Coiniciding with World AIDS Day, a new memorial for victims of the disease was unveiled Thursday in Manhattan. NY1's Michael Scotto filed the following report.
Some of the New Yorkers who have died from AIDS since 1981 - many of them shunned when they got sick in the epidemic's early days - are being honored in the city's first AIDS memorial, which opened this World AIDS day.
"Ultimately, this memorial is really about acknowledgement. Acknowledgement for those how who died. Acknowledgement for those who survived. Acknowledgement for those who fought. And acknowledgement for those who continue fighting," said Christopher Tepper, who helped to launch the project five years ago and raise the nearly $7 million needed to build it.
The memorial, inscribed with a Walt Whitman poem, sits across from the site of the old St. Vincent's hospital, which was demolished to make way for luxury condos.
In the 1980s, St. Vincent's housed the first AIDS ward on the East Coast.
Ed Barron tested positive for HIV 30 years ago.
"There was no hope. There was nothing," he said. "I watched numerous households of gay men pass before my eyes."
The canopy structure is meant to invite people into the space so they can remember and reflect.
Mateo Paiva designed it.
"This is not a memorial of something that is finished, that is past. This is something that is ongoing," Paiva said.
New HIV diagnoses in the city are at a low, but 37 million people live with the virus around the world, helped by drugs that can dramatically slow the disease. And African-American men are contracting it at a disproportionately high rate.
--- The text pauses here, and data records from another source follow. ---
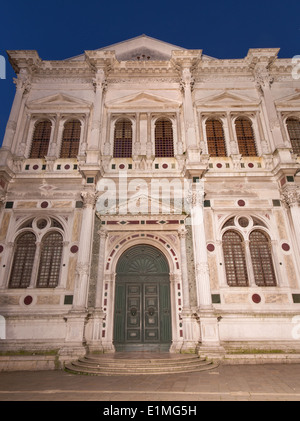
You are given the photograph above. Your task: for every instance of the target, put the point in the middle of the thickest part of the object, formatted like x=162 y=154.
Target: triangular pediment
x=142 y=47
x=143 y=100
x=289 y=101
x=58 y=101
x=139 y=203
x=226 y=98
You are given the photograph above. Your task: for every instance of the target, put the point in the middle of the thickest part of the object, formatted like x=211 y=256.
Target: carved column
x=208 y=321
x=83 y=265
x=189 y=120
x=200 y=252
x=94 y=328
x=99 y=287
x=291 y=196
x=190 y=326
x=94 y=143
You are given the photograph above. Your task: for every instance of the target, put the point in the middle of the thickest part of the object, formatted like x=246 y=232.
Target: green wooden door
x=142 y=318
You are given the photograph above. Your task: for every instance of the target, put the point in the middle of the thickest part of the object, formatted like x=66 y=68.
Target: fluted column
x=83 y=265
x=99 y=287
x=291 y=196
x=23 y=85
x=94 y=142
x=188 y=109
x=200 y=252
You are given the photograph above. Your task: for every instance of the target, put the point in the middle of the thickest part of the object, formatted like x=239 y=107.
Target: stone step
x=98 y=365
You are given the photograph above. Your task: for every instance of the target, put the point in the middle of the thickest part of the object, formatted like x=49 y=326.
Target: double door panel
x=142 y=313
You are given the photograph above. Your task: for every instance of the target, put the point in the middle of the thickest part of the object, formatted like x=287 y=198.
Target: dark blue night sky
x=59 y=29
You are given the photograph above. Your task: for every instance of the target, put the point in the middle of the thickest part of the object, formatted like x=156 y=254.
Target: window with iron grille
x=164 y=145
x=260 y=249
x=215 y=138
x=234 y=258
x=293 y=126
x=123 y=139
x=50 y=260
x=40 y=139
x=70 y=139
x=245 y=137
x=23 y=260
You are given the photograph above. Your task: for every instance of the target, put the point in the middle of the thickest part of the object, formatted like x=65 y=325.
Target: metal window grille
x=50 y=260
x=123 y=139
x=260 y=249
x=23 y=260
x=164 y=146
x=40 y=139
x=293 y=126
x=70 y=139
x=234 y=257
x=245 y=137
x=215 y=138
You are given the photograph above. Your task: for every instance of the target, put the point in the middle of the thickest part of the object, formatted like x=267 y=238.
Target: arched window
x=70 y=139
x=50 y=260
x=245 y=137
x=40 y=139
x=261 y=257
x=234 y=258
x=123 y=139
x=23 y=260
x=164 y=146
x=293 y=126
x=215 y=138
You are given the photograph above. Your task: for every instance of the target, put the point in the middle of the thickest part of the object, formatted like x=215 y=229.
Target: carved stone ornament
x=262 y=78
x=89 y=198
x=291 y=195
x=187 y=81
x=22 y=82
x=196 y=195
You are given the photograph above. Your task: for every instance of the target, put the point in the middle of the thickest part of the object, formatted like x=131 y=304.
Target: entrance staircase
x=131 y=363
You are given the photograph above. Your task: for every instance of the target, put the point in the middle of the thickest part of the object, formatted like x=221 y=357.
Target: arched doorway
x=142 y=315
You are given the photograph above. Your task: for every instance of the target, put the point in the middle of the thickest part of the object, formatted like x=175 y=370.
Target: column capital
x=89 y=198
x=196 y=195
x=291 y=195
x=103 y=233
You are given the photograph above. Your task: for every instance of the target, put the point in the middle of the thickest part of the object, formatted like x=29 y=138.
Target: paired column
x=93 y=146
x=200 y=252
x=189 y=120
x=291 y=196
x=23 y=85
x=83 y=265
x=209 y=330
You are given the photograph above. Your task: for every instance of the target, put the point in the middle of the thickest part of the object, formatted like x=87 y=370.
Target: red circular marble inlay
x=256 y=298
x=74 y=249
x=28 y=300
x=210 y=247
x=285 y=247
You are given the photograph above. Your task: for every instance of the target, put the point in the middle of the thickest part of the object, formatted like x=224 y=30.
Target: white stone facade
x=100 y=205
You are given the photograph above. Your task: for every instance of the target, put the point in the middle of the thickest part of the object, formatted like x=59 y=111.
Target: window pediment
x=143 y=100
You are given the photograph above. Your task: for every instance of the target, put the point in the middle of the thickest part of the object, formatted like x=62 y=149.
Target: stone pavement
x=263 y=382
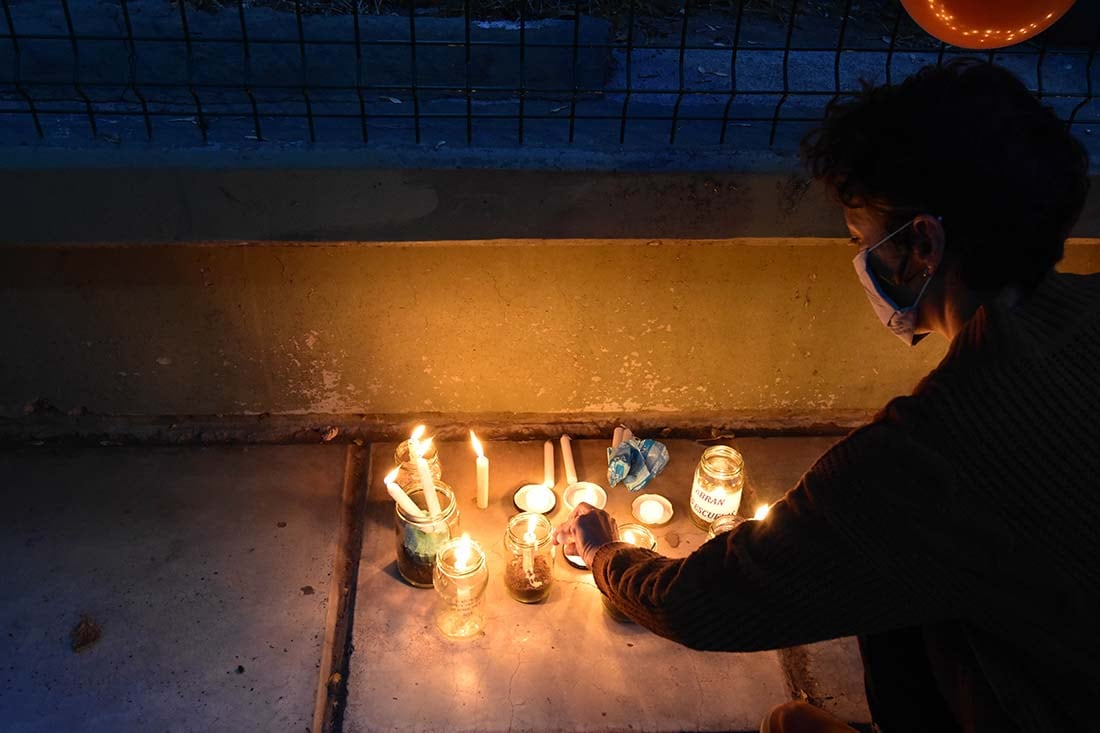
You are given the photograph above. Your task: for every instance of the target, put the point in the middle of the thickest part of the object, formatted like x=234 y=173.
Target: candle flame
x=462 y=551
x=476 y=445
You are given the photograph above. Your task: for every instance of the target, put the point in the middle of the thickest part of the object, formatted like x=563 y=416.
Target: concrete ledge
x=43 y=428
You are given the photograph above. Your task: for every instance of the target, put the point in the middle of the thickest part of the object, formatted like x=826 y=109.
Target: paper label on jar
x=710 y=504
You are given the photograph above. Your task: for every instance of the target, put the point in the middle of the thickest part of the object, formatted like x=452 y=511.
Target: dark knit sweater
x=975 y=500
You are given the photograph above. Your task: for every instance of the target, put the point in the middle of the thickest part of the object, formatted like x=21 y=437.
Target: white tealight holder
x=584 y=491
x=652 y=510
x=576 y=561
x=536 y=498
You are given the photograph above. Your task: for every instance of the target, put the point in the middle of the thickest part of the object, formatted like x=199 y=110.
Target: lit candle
x=638 y=536
x=415 y=451
x=463 y=550
x=398 y=495
x=427 y=482
x=548 y=479
x=482 y=472
x=650 y=512
x=651 y=509
x=529 y=540
x=567 y=457
x=539 y=499
x=534 y=498
x=617 y=438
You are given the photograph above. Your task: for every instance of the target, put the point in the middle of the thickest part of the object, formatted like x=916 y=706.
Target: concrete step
x=202 y=572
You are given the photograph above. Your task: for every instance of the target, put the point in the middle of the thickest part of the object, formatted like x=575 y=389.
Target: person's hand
x=585 y=531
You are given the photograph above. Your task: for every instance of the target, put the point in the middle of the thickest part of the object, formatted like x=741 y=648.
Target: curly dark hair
x=966 y=141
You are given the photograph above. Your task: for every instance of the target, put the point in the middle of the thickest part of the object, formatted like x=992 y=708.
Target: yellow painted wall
x=547 y=327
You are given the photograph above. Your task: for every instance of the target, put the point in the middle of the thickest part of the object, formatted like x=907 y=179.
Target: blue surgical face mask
x=901 y=321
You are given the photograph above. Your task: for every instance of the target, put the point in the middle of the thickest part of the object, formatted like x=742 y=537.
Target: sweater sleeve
x=850 y=549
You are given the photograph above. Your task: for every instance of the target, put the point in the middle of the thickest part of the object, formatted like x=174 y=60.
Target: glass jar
x=528 y=553
x=724 y=523
x=639 y=536
x=460 y=578
x=407 y=474
x=418 y=539
x=717 y=488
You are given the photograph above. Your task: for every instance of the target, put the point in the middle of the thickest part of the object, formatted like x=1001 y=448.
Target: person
x=956 y=533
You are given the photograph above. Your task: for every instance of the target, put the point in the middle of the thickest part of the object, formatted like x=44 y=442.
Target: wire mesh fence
x=740 y=73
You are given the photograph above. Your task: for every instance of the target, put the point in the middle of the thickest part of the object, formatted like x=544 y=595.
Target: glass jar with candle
x=406 y=467
x=528 y=573
x=717 y=488
x=460 y=578
x=418 y=538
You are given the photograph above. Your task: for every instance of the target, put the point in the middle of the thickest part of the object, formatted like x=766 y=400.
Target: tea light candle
x=567 y=458
x=482 y=472
x=427 y=481
x=584 y=491
x=548 y=465
x=535 y=498
x=651 y=509
x=638 y=536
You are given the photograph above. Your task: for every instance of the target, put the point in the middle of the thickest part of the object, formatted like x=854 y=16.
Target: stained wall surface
x=578 y=326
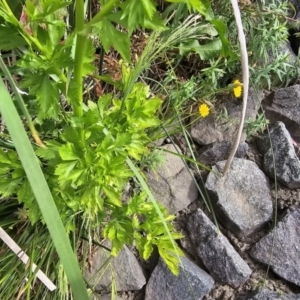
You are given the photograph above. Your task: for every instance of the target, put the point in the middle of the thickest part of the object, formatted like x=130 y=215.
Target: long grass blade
x=42 y=194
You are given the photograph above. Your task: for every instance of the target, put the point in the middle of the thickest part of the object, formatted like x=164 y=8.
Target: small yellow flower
x=203 y=110
x=237 y=89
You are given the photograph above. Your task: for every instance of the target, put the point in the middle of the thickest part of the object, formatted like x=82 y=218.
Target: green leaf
x=110 y=36
x=148 y=248
x=221 y=28
x=10 y=38
x=206 y=51
x=149 y=7
x=49 y=7
x=50 y=152
x=42 y=194
x=64 y=169
x=68 y=152
x=48 y=97
x=3 y=157
x=136 y=14
x=113 y=196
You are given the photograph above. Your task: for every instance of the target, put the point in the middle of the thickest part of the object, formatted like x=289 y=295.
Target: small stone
x=124 y=268
x=217 y=254
x=218 y=151
x=242 y=198
x=191 y=283
x=264 y=294
x=283 y=153
x=171 y=184
x=281 y=248
x=284 y=105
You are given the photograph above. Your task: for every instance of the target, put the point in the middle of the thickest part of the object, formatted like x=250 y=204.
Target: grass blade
x=42 y=193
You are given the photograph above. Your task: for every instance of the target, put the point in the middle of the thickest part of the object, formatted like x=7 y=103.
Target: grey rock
x=287 y=163
x=125 y=268
x=284 y=105
x=191 y=283
x=210 y=130
x=172 y=185
x=264 y=294
x=217 y=254
x=242 y=198
x=284 y=246
x=215 y=152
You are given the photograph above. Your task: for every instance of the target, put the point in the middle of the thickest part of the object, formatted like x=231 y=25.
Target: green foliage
x=253 y=127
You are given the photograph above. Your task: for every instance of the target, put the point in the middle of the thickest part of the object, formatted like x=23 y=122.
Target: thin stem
x=245 y=68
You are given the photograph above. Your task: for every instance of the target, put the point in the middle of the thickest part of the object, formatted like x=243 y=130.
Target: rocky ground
x=246 y=258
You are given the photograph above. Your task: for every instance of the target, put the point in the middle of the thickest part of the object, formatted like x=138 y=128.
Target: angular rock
x=172 y=185
x=285 y=250
x=284 y=105
x=124 y=268
x=286 y=161
x=242 y=198
x=264 y=294
x=191 y=283
x=218 y=151
x=217 y=254
x=210 y=130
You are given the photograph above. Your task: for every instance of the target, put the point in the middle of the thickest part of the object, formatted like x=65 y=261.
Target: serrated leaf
x=110 y=36
x=113 y=196
x=111 y=233
x=49 y=7
x=148 y=248
x=25 y=194
x=64 y=169
x=48 y=97
x=68 y=152
x=207 y=51
x=10 y=38
x=3 y=157
x=149 y=7
x=221 y=28
x=135 y=221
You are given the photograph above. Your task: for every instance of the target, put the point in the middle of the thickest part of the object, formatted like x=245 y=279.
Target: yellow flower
x=203 y=110
x=237 y=89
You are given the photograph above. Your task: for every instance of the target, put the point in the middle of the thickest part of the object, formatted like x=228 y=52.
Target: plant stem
x=81 y=41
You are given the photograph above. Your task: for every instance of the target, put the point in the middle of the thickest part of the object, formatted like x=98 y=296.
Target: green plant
x=258 y=125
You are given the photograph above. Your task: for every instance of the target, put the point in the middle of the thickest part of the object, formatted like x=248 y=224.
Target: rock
x=212 y=153
x=172 y=185
x=124 y=268
x=284 y=105
x=210 y=130
x=286 y=161
x=264 y=294
x=191 y=283
x=283 y=253
x=242 y=198
x=217 y=254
Advocates who came to the defense of AIDS victims when very few people did say there is still plenty of work to do.
"The only way we'll ever defeat this, and the forces that allowed it to happen to begin with, is to remember every single day, we're not putting up with injustice, we're not putting up with inequality," said Andrew Velez, an AIDS activist.
And the memorial, they say, will give people a daily reminder of that struggle.